Цветов я надергала каких попало возле самого Нюриного дома, – некогда мне, мне к месту клада надо!..

– Пой гимны – тогда бояться не будешь, хороший мой, – напутствовала меня Нюра.

Карелкам Капе и Нюре русский язык был чужой, так что мужского и женского родов в речи они не ведали.

Вечерело. В сумерках светилась одна железная заплата на Нюриной рубероидной крыше. Я шла в мокрой тяжелой таволге, вдыхала ее вечерний аромат. За мостом тропа поднималась к лесу, за которым было Пятницкое шоссе и автобус, который вез нас в город. Я помедлила перед чернеющим лесом и затопала по накиданным в грязи веткам. Отгоняла страх, пока из леса на меня не полезло большое и темное.

– Не заме-едль дверь откры-ыть… Оборве-ется твоей жизни ни-ить… – пела я, стуча от страха зубами.

На опушке страшилище распалось, одна часть оказалась коровой, другая жердяйским пастухом Серым, – он был двухголов и многорук. Теленка несет – наконец догадалась я.

– Ко мне, рядом, – выговорил Серый, – забодает, дура!

Я пошла по тропе, висевший на руках Серого теленок тыкал меня в спину острым копытцем. Серый безостановочно ругал корову: в телках была дурочка, в коровах стала дурищей!..

Три дня назад корова отстала от стада, в лесу отелилась, и вот только Серый нашел ее. Я оглянулась: не набегает ли корова в ярости?.. Голова теленка моталась.
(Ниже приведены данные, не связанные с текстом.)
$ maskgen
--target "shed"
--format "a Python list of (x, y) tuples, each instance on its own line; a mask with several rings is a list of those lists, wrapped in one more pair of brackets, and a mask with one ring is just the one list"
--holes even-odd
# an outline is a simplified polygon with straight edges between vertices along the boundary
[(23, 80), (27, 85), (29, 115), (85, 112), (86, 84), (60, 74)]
В оголенной костистой груди Серого хрустело, как в дедовом ламповом приемнике.

– День не курил – загнусь! Сваливаю, черт меня забодай! – божился Серый. – На завод уйду! Пусть сами пасут! С двенадцати лет в пастухах.

На лавах – нашем жердяйском мосту – я осмелела, поглядела на корову. Она встала в таволге и мычала, так что в боках получались ямы. Серый перенес теленка по лавам, уложил на траву и прикрыл своей рубахой. После чего стал двигать руками возле пояса, и я увидела, как в траве у его ног забегало. Он снял с себя хлыст – вот что оказалось. Едва он пробежал лавы, корова рысью двинулась вдоль таволги.

– Куда? Убью! – заорал Серый. Повернулся к моему берегу и поклялся: – Чтоб я сдох! Уйду на завод! Отбегал!

Не мне одной клялся Серый. Над теленком стояли моя бабушка и Капа.